Quando estou meio chateado, um pouco descrente com esse mundo véio sem porteira que, ao que parece,não tem jeito não, leio certos sujeitos, principalmente alguns cronistas que sentam ao meu lado, tomam um copo de cerveja comigo, e conversam amenidades. Mas amenidades que me tiram da fossa e mostram que exisem sapucaias coloridas, ipês de uma amarelo que encantariam Van Gogh e quaresmeiras que estão roxas de alegria.
Escrevo isso tudo para que você saiba, impenitente cronista, que não escreve na água, que não prega no deserto - quero que saiba que você comove alguém, um cidadão já de certa idade que viu muito, levou boas porretadas, mas que ainda acredita na decência, na dignidade, na honestidade e que, sobretudo, tem esperança que essa nossa terra ainda se cobrirá de flores que têm as cores da cor.

Abraços de seu leitor crônico
Elder

Miriam disse...

Ah.!Luiz, pra mim é um ipê, que tem , branco,rosa, amarelo,lilaz, e roxo,mas qualquer que seja o nome é linda, e você sempre Poeta, e os versos de teu amigo nota 10, thau.

Augusto Dias disse...

Passei ao acaso e gostei muito!


Parabéns!


Um abraço!

Fatima Rosa Naves disse...

Prezado Poeta Luiz, a sua distinção está na intrinsica poesia em tudo que vê, sente e escreve, e nos enche de maravilhas da natureza, como essa, gratuitamente generosa.
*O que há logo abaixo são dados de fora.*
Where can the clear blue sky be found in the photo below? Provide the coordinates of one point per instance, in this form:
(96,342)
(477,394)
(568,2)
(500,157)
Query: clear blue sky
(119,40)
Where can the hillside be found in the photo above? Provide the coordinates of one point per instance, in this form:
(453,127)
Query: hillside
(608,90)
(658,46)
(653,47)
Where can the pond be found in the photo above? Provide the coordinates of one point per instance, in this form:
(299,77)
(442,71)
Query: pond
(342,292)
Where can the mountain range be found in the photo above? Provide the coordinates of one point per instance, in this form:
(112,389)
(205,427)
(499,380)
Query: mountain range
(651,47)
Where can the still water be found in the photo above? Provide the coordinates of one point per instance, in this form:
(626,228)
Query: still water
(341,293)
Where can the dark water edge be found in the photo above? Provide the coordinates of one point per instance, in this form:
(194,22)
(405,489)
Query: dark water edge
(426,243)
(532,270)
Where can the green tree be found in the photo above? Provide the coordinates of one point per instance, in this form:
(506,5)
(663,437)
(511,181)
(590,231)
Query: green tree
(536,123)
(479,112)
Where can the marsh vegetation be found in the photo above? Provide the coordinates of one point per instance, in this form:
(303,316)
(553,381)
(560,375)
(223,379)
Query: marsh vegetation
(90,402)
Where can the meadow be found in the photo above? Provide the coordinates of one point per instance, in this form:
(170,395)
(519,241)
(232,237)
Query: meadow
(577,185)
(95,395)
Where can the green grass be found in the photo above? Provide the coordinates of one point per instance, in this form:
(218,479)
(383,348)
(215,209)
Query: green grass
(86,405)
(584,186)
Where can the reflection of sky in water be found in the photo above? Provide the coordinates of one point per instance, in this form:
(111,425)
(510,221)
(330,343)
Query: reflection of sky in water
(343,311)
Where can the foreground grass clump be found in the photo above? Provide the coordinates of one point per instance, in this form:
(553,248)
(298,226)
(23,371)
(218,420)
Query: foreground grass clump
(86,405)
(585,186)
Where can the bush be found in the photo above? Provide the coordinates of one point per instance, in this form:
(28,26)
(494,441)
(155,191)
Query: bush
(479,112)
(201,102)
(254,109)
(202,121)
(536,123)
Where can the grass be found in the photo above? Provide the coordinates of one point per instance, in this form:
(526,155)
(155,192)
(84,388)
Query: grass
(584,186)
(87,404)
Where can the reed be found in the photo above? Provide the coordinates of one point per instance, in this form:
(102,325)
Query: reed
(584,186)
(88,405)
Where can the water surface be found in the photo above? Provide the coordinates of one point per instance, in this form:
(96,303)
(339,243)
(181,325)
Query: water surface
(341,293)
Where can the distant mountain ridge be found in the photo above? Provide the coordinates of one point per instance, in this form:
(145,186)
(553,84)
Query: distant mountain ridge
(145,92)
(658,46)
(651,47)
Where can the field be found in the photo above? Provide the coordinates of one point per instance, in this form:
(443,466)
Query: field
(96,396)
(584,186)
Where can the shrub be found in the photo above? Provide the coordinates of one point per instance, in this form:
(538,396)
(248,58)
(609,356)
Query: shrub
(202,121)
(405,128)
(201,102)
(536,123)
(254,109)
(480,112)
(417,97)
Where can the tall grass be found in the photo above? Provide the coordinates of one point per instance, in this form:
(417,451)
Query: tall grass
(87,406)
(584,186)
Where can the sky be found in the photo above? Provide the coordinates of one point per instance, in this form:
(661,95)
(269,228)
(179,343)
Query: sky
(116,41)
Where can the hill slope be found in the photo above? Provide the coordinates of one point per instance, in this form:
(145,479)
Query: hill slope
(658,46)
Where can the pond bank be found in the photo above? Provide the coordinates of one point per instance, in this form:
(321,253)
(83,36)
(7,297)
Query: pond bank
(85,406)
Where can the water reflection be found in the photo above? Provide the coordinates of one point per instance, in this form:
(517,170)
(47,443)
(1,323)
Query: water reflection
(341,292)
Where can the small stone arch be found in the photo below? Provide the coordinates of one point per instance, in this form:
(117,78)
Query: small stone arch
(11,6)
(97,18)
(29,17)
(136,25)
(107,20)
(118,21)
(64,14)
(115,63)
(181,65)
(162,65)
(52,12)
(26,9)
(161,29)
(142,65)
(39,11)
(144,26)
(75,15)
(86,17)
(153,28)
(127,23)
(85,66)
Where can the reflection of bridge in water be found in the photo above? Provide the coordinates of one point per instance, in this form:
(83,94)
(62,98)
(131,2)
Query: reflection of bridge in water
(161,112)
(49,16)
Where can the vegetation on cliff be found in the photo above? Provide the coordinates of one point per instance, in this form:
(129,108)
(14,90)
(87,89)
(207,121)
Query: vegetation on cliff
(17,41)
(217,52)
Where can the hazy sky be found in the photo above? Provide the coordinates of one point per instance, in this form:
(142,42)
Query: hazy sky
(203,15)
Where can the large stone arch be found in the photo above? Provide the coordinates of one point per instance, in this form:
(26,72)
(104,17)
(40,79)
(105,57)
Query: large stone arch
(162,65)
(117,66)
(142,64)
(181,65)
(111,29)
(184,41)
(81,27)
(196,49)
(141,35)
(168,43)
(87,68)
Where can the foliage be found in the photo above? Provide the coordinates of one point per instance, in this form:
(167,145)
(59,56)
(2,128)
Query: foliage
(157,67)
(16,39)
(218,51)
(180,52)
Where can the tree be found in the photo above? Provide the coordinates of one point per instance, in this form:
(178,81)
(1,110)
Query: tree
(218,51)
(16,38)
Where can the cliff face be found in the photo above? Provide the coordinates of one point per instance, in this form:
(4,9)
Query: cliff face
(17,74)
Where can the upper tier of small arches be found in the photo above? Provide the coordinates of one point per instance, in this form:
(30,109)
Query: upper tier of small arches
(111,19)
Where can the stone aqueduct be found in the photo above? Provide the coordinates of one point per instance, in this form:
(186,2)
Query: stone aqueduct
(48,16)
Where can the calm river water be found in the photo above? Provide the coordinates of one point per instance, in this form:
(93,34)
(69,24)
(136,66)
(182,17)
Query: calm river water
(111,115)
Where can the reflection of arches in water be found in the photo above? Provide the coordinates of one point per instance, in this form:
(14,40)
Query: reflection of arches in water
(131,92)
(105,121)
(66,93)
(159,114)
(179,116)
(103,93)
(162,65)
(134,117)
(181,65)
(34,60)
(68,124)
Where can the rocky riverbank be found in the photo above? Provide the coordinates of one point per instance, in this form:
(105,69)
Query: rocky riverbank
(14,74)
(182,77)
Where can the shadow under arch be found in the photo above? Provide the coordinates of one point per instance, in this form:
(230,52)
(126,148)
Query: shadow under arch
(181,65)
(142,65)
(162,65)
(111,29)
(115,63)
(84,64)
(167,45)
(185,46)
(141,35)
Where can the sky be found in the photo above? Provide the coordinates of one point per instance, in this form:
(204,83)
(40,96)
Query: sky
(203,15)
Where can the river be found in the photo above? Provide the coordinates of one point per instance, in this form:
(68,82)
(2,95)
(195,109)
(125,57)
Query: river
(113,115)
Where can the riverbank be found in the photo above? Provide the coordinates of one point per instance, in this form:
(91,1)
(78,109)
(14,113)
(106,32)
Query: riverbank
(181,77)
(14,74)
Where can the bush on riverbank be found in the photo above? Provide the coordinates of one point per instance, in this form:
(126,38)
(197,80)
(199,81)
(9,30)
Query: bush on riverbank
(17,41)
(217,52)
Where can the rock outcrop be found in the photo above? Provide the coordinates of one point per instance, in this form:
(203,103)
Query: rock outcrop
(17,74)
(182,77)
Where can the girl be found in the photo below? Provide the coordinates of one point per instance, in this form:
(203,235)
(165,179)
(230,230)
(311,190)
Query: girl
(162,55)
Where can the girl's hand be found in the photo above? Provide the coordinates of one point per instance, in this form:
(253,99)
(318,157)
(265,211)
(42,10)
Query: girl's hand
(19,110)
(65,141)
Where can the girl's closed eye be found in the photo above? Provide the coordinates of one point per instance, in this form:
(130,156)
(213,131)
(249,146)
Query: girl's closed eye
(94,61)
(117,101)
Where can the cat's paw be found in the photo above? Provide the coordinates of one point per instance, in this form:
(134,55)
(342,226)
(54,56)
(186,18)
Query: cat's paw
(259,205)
Agradeço e abraço os dois poetas pelas prosas e versos irretocáveis compartilhadas.

Mariana Galizi disse...

Luiz, ver a beleza nas improváveis manifestações, digo improváveis considerando a miopia dos homens secos, é algo que nutre desde os olhos até a alma, insentar-se de poetar é desviver, não o vejo fazendo isso.
Queria eu ver o efeito prateado da sólida e solitária árvore no meio do caminho... linda!

Ludovina disse...

Belíssimo!
Gostei muito das informações e suas palavras de um jeito ou outro,transbordam poesia...O arremate de GMT embelezou ainda mais o texto. Me fez lembrar os meus pés de jacarandá do sítio que devem estar floridos, mas ainda não os vi este ano. São flores em abundância, tanto nas árvores como no chão. Eles oferecem um tapete com igual beleza e frescor!
Somos (eu, esposo e filhos) leitores de ambos e apreciadores desconhecidos, mas fiéis.